Pandemic effects to recede, policy starts to tighten
Outlook 2022: What you need to know about the year ahead
As we head towards the second anniversary of the COVID-19 outbreak, the virus remains a key concern for investors. While some countries are increasing vaccination rates, others are seeing new outbreaks - and late November saw the emergence of the new Omicron variant.
Nonetheless, we expect major economies to continue their post-pandemic recovery. GDP growth in 2022 will likely be down on 2021’s rebound-driven numbers, but we still expect solid economic expansion.
Any unexpected shocks could raise questions about the ability of the global economy to sustain its pace of recovery. The coming year is likely to see inflation remain a concern, while interest rates will start to rise in many major markets as central banks tighten monetary policy.
AXA Chief Group Economist, and Head of AXA IM Research, Gilles Moëc said:
2021 was a year of fast decompression, with demand catching up quickly as economies reopened, exerting significant pressure on supply, triggering a consumer price rise not seen for decades. We believe 2022 will be a year of gradual absorption of the pandemic shock, with robust but less spectacular GDP numbers, as much of the catch-up is now behind us, and a normalisation of supply conditions allowing inflation to slow down. This would allow central banks to maintain a prudent approach to the pace of policy normalisation.
It has become impossible to think about the macro outlook without considering the impact of the fight against climate change. An essential part of the process is to reallocate capital towards the sectors and businesses which are transitioning to a net zero economy – the investment effort needed to get there is going to be massive and is already becoming tangible, which we believe will bring a positive contribution to economic growth over this forecasting horizon already.
Markets in 2022
Looking ahead, AXA IM CIO, Core Investments, Chris Iggo added:
COVID-19 will inevitably remain a challenge for markets. But rising inflation also remains a concern. We are now moving into a phase where interest rates are on the rise and this needs to be built into any investment outlook. But monetary policy tightening looks like it has been broadly priced in, and if actual rises are in line, then bond market losses should not be too significant.
Equally, equity markets should be able to cope with modestly higher rates so long as corporate earnings keep growing. However, the strong corporate earnings experienced in 2021 look set to recede in 2022 as economic activity normalises.
The bigger risk to investors is that inflation forces a more aggressive policy response from central banks. That could mean higher bond yields and wider credit and equity risk premiums. At the same time, the growing focus on sustainability will direct private capital into more and more green investments providing a huge tailwind for ESG driven investments well beyond the current concern about inflation and modestly higher interest rates.

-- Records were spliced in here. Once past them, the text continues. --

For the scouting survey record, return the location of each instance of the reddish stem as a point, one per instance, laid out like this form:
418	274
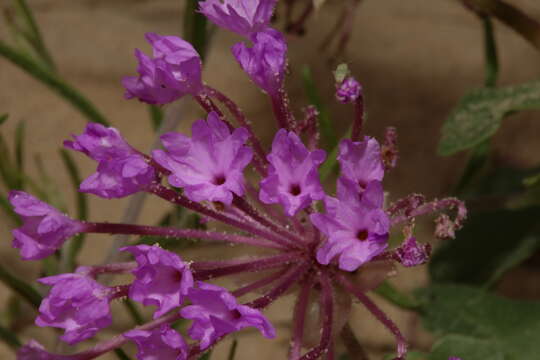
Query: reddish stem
327	313
377	312
259	283
289	280
170	232
299	319
358	118
243	205
175	198
282	113
250	266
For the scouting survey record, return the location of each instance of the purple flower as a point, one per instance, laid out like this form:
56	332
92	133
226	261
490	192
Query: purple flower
361	162
174	71
216	313
210	164
348	90
162	343
35	351
161	279
121	170
356	227
412	253
76	303
44	229
264	62
293	178
240	16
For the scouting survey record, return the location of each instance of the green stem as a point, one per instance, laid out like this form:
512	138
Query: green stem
36	39
490	53
394	296
232	350
9	338
134	312
74	245
20	287
63	89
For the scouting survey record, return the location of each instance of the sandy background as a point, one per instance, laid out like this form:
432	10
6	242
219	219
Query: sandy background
415	59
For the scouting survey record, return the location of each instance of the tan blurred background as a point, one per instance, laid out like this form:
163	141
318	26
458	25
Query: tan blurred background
415	59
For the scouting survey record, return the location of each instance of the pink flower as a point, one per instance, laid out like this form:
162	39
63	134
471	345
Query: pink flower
121	170
161	343
216	313
174	71
240	16
161	278
293	178
210	164
357	228
44	229
76	303
265	61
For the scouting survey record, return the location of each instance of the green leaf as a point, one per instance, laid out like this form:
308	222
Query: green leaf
476	325
120	354
325	124
479	115
20	287
55	83
490	244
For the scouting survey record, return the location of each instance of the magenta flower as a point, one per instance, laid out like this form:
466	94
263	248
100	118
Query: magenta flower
348	90
264	62
161	278
121	170
411	253
35	351
361	162
357	229
210	164
293	178
174	71
161	343
216	313
44	229
241	17
76	303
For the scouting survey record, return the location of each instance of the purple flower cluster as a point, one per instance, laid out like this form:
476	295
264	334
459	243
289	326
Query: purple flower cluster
280	211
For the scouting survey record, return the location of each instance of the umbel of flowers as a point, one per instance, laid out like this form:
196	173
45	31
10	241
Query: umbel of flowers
314	253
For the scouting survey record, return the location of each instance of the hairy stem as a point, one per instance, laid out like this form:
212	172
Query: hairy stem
175	198
200	273
171	232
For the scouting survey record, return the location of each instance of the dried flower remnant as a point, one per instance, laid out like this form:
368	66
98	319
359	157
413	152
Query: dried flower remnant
331	256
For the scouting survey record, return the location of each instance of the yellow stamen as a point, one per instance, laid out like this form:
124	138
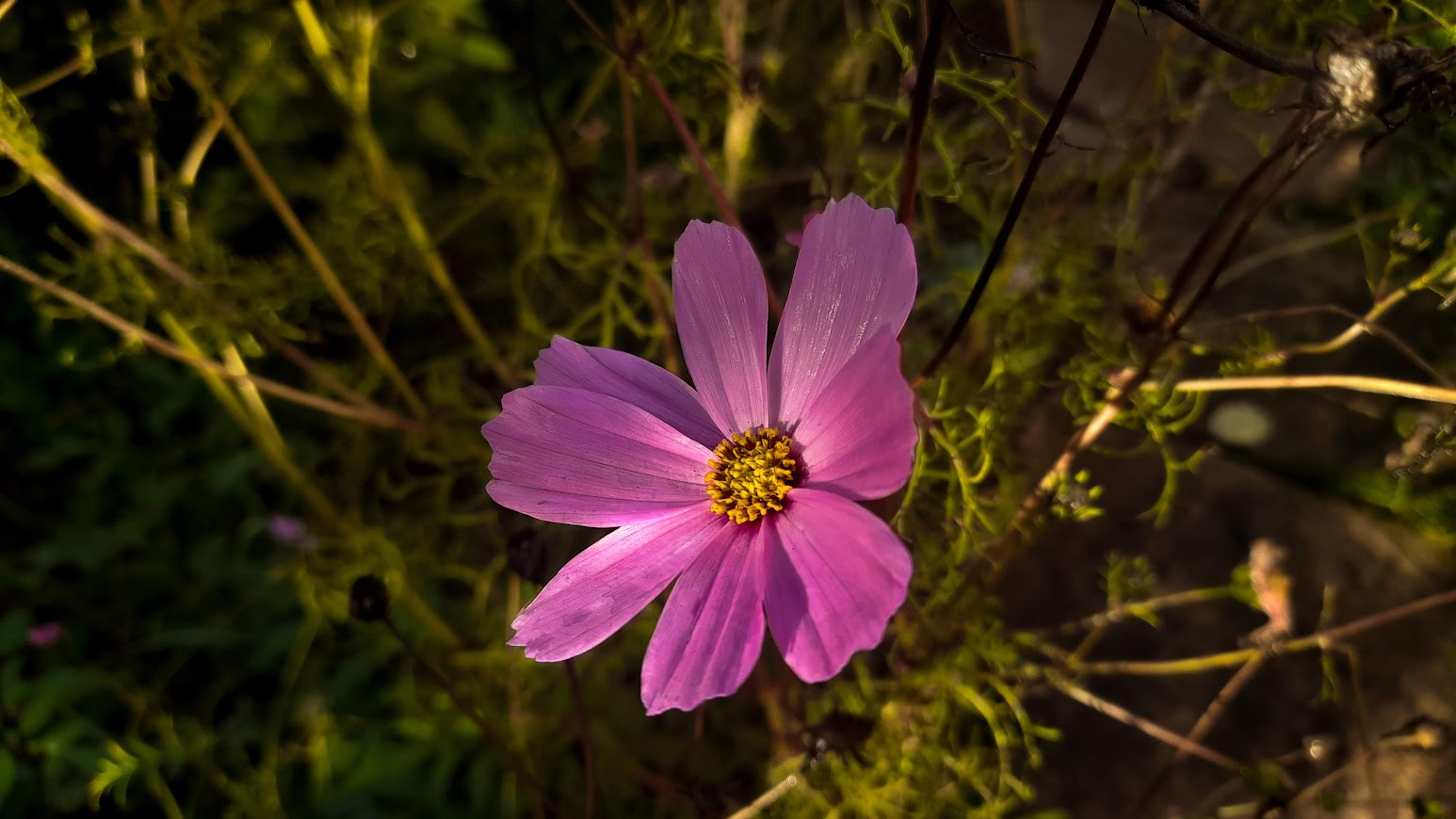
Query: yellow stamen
752	474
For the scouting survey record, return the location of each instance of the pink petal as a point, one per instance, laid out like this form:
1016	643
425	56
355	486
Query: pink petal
855	277
631	378
836	576
856	437
712	626
605	586
722	319
575	457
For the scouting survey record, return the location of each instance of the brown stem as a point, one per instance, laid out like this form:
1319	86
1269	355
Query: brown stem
1202	728
1357	383
686	136
376	418
146	152
1143	725
920	108
95	220
589	757
504	754
1018	201
1189	18
69	67
1318	639
295	226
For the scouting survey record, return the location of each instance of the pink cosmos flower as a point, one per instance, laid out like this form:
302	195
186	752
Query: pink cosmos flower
744	489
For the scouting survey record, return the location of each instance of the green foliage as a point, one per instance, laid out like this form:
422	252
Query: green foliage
464	170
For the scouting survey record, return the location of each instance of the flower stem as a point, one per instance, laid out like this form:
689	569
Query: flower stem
363	415
1224	659
1356	383
920	109
1143	725
1189	18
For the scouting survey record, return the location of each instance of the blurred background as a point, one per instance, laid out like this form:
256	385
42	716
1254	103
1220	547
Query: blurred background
271	264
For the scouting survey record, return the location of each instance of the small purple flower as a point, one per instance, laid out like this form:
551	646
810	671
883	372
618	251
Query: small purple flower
744	489
291	531
42	634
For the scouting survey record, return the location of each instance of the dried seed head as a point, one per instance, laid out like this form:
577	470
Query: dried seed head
368	600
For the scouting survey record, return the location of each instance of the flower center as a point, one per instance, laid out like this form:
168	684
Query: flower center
750	474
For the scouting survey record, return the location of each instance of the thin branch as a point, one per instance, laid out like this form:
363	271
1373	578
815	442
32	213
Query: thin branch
146	152
1018	201
1202	726
1356	383
730	216
127	329
1143	725
96	221
70	67
768	797
920	108
589	755
1359	322
1133	610
1127	381
1186	15
1367	322
685	134
285	214
504	754
1224	659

China has experienced further economic softening in late 2021 as it navigates a path back from the pandemic. Many of the factors behind this will continue to exert an influence in 2022-2023.
Asia ex. China
Asia should catch up after the Delta variant-induced disruption in 2021, with consumer-oriented economies benefitting. Inflation rates have been rising, which may trigger interest rate hikes, albeit slowly and gradually.

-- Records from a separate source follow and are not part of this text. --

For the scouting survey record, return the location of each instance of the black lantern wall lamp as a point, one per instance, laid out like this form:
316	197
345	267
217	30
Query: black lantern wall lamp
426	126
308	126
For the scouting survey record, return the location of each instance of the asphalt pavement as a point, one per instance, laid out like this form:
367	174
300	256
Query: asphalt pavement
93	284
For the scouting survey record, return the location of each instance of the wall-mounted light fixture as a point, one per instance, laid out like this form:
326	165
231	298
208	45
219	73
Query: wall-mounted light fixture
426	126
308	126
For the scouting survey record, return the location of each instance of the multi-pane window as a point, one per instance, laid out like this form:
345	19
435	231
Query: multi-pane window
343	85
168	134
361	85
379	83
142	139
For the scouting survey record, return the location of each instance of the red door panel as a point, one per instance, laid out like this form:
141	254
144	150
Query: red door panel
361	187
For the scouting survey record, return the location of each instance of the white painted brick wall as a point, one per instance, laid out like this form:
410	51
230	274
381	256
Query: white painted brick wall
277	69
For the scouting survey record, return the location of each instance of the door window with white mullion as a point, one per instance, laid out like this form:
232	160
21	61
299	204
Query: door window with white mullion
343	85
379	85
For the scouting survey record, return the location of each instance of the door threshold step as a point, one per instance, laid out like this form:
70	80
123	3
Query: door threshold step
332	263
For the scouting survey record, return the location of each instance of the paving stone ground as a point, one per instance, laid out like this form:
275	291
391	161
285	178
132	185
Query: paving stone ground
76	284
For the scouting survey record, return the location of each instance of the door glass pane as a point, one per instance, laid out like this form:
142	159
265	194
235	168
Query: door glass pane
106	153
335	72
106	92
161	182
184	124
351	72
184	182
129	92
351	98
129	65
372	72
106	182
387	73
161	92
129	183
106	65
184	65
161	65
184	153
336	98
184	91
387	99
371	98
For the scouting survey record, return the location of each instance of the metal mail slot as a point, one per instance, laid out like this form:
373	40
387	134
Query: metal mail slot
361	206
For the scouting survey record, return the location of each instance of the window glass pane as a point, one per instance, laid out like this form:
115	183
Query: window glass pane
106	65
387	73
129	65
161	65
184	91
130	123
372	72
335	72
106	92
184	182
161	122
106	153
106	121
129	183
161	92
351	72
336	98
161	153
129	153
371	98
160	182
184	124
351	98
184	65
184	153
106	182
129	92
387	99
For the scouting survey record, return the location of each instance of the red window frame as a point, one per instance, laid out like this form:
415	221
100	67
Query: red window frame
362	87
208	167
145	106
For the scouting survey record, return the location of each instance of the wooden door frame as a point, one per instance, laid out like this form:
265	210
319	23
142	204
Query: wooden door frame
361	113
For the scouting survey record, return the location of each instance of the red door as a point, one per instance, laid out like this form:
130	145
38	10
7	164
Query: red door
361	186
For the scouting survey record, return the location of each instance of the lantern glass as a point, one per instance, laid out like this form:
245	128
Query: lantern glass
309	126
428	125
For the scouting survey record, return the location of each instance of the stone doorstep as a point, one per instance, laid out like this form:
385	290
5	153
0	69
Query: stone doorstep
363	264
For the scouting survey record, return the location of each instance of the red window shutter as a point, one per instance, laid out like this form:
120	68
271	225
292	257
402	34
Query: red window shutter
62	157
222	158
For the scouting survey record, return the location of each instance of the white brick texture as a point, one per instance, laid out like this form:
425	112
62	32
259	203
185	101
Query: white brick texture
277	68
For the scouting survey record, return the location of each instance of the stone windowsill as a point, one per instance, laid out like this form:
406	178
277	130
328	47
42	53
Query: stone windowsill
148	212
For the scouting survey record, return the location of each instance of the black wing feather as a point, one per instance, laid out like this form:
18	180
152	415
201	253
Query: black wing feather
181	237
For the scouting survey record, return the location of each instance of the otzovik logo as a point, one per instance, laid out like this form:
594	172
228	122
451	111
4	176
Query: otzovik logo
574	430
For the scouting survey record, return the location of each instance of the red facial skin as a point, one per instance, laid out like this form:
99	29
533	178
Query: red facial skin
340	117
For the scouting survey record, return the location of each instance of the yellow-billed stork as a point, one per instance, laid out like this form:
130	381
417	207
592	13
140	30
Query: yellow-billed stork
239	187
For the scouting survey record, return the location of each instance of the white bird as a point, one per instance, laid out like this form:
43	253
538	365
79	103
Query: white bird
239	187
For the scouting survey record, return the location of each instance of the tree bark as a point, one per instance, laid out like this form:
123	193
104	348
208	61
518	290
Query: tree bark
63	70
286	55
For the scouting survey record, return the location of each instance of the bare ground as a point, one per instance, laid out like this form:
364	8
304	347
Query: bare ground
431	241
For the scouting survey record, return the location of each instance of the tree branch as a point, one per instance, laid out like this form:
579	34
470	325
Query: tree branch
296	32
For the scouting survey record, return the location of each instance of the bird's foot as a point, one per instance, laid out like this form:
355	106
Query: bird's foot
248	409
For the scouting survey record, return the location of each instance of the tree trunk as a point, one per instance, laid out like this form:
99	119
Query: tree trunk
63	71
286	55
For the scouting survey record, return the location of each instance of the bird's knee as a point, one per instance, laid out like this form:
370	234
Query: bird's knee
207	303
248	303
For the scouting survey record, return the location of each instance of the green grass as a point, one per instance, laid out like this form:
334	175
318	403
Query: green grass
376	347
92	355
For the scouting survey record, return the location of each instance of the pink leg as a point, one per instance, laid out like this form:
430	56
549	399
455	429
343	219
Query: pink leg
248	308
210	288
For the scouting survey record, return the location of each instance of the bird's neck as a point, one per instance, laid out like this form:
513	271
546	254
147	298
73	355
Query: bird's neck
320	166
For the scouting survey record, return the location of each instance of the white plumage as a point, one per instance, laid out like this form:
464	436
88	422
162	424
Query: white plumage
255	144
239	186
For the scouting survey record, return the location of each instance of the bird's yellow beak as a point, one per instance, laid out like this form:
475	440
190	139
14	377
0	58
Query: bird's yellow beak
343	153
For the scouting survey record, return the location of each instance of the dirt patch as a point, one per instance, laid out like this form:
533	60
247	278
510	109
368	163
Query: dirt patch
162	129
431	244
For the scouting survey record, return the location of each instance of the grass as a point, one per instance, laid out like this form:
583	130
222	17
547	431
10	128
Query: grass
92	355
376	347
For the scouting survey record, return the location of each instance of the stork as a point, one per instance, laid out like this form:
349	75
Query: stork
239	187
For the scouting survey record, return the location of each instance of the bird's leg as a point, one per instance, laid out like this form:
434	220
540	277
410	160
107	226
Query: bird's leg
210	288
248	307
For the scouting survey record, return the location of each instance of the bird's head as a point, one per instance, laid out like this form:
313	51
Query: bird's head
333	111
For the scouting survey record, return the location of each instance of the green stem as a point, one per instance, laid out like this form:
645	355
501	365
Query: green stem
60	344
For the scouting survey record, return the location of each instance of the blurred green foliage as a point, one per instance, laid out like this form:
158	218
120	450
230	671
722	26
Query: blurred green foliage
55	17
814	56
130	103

GDP growth should continue at a robust pace, though expected to decelerate. The Federal Reserve looks set to start a tightening cycle at the end of 2022, and this could potentially start sooner.
Rates & Inflation
Inflation dynamics could accelerate the process of monetary policy normalisation, with consequences not only for government bonds, but also for riskier asset classes. Several factors might contribute to higher Treasury yields in 2022.
China developers struggle in the shadow of Evergrande’s meltdown. Participation in China property’s recovery takes a diversified strategy. Meanwhile, it’s important to not miss out on opportunities out of China.
China’s equities market could potentially benefit from it being at a different stage in the interest rate cycle relative to much of the rest of the world, with greater scope to ease. The Asian region is generally in a much better fiscal position to withstand U.S. tapering and rate hike.